Ordinations and appointments

  • The new Metropolitan Archbishop of Castries, Gabriel Malzaire officially took possession of his homeland Sunday, April 24, Divine Mercy Sunday. The Archbishop identified key areas of pastoral emphasis for his 10-year office, among them parish finances which he assured will be given special attention.
  • Bishop Clyde Harvey of St Georges-in-Grenada was elected as the new Chairman of the Conference of Churches in Grenada (CCG) during its 42nd Annual General Meeting (AGM) Tuesday, June 28. The CCG is an ecumenical Christian body that includes Catholic, Anglican, Methodist, Baptist, and Presbyterian members. The group serves as a forum to promote mutual understanding, unity, and tolerance among religious organisations.

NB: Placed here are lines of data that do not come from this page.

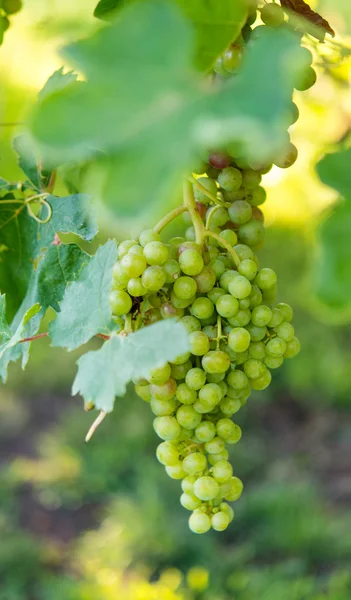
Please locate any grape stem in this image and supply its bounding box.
[183,180,205,246]
[154,204,188,233]
[204,229,240,267]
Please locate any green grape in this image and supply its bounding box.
[167,462,186,479]
[249,342,266,360]
[268,307,284,327]
[227,370,251,390]
[228,327,251,352]
[173,275,197,300]
[153,416,182,441]
[162,258,182,284]
[150,398,176,417]
[249,185,267,206]
[148,363,171,385]
[205,436,224,454]
[194,476,219,501]
[251,369,272,391]
[127,277,148,298]
[211,460,233,483]
[224,477,244,502]
[141,266,166,292]
[194,177,218,204]
[266,337,287,356]
[264,356,284,369]
[275,321,295,342]
[234,244,255,261]
[242,169,262,190]
[251,304,273,327]
[244,358,266,379]
[284,336,300,358]
[150,378,179,400]
[180,492,201,510]
[185,367,206,391]
[228,200,252,225]
[228,308,251,327]
[261,3,284,27]
[238,258,257,282]
[239,219,265,246]
[194,266,216,294]
[190,298,214,319]
[220,396,241,417]
[219,229,238,246]
[216,294,239,318]
[226,422,243,444]
[195,421,216,444]
[179,250,204,275]
[223,45,243,72]
[109,290,132,316]
[189,512,211,534]
[255,268,277,290]
[206,206,229,227]
[219,269,238,292]
[183,452,207,475]
[121,254,147,277]
[202,350,230,373]
[246,323,267,342]
[171,360,192,380]
[180,315,201,333]
[176,406,202,429]
[228,275,251,300]
[156,442,179,467]
[274,141,298,169]
[189,331,210,356]
[294,67,317,92]
[135,385,151,402]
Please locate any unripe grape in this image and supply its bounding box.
[109,290,132,316]
[194,476,219,501]
[176,406,202,429]
[189,512,211,533]
[156,442,179,467]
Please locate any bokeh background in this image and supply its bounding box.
[0,0,351,600]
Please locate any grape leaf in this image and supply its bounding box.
[72,319,189,412]
[32,2,298,216]
[50,240,117,350]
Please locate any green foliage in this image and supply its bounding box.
[72,319,189,412]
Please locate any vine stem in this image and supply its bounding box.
[154,204,188,233]
[85,410,107,442]
[183,180,206,246]
[204,229,240,267]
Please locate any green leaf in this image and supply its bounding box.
[50,240,117,350]
[316,148,351,198]
[72,319,189,412]
[175,0,247,69]
[312,196,351,312]
[32,2,298,216]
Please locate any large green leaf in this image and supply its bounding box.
[50,240,117,350]
[72,319,189,412]
[32,2,298,216]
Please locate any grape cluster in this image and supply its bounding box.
[110,4,314,533]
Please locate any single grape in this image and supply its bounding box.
[202,350,230,374]
[194,476,219,501]
[109,290,132,316]
[185,367,206,391]
[189,512,211,533]
[141,266,166,292]
[156,442,179,467]
[228,327,251,352]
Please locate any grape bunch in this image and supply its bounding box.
[110,4,314,534]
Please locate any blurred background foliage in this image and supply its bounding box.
[0,0,351,600]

  • There was great joy on Friday, June 24 – the Solemnity of the Most Sacred Heart of Jesus – as many people gathered at the Cathedral of the Immaculate Conception, Brickdam for the ordination of Rev Joel Thompson SJ to the priesthood. He will be stationed in the South Rupununi, serving the communities there.
  • The solemn celebration of the episcopal ordination of Fr Alain Ransay as Bishop of Cayenne was well attended with just over 1000 participants gathered at the Palais Régional Omnisports Georges Théolade, February 6.

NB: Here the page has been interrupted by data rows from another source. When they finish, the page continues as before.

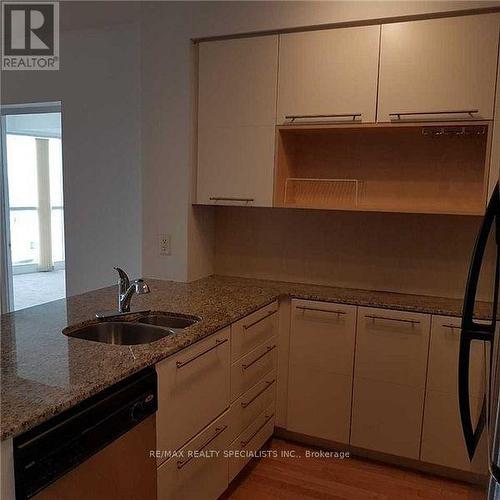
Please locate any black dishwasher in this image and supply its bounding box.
[13,368,158,500]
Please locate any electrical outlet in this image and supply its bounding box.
[159,234,172,256]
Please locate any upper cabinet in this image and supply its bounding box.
[277,26,380,124]
[377,14,500,122]
[197,36,278,206]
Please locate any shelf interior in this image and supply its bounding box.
[274,123,488,214]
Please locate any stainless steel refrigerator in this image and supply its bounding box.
[458,184,500,500]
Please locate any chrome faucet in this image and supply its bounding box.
[114,267,150,313]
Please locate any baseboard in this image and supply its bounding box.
[274,427,488,487]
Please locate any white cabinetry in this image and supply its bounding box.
[377,14,500,122]
[287,299,356,443]
[277,26,380,124]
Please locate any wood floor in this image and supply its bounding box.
[222,439,485,500]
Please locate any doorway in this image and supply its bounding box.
[1,103,66,312]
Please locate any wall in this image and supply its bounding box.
[215,207,494,300]
[1,2,142,295]
[142,1,499,288]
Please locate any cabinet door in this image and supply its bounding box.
[157,412,229,500]
[287,299,356,443]
[420,316,487,473]
[377,14,499,121]
[351,307,430,459]
[231,301,278,363]
[197,36,278,206]
[277,26,380,123]
[156,328,230,460]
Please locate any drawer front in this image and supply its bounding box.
[427,316,485,398]
[231,301,278,363]
[229,370,276,441]
[228,405,274,482]
[157,412,229,500]
[156,328,230,458]
[231,337,278,401]
[355,307,430,388]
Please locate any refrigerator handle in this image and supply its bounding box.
[458,184,500,460]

  • Mustard Seed Communities (MSC) celebrated the ordination of Fr Ernest Chikwata, at the Cathedral of the Most Holy Trinity in Kingston, Jamaica, September 8. Fr Chikwata is the first priest to complete his discernment process in the St Andrew’s House of Formation, MSC’s apostolate in Moneague, Jamaica, which opened in May 2019.
  • History was made at St Ignatius Catholic Church in Brown’s Town, St Ann Parish Saturday, October 22, as two notable events took place. Two women were instituted to the Ministry of Acolyte by Bishop Burchell McPherson of Montego Bay, in what is believed to be the first such institution in the Catholic Church “in hundreds of years”. In the same ceremony, Kenya-born Edward Mutunga, a seminarian of the Diocese of Montego Bay, was ordained a transitional deacon.
  • The Archdiocese of Kingston, Jamaica was strengthened July 10 with the ordination of a son of the soil, Deacon Ricardo Perkins SJ to the priesthood.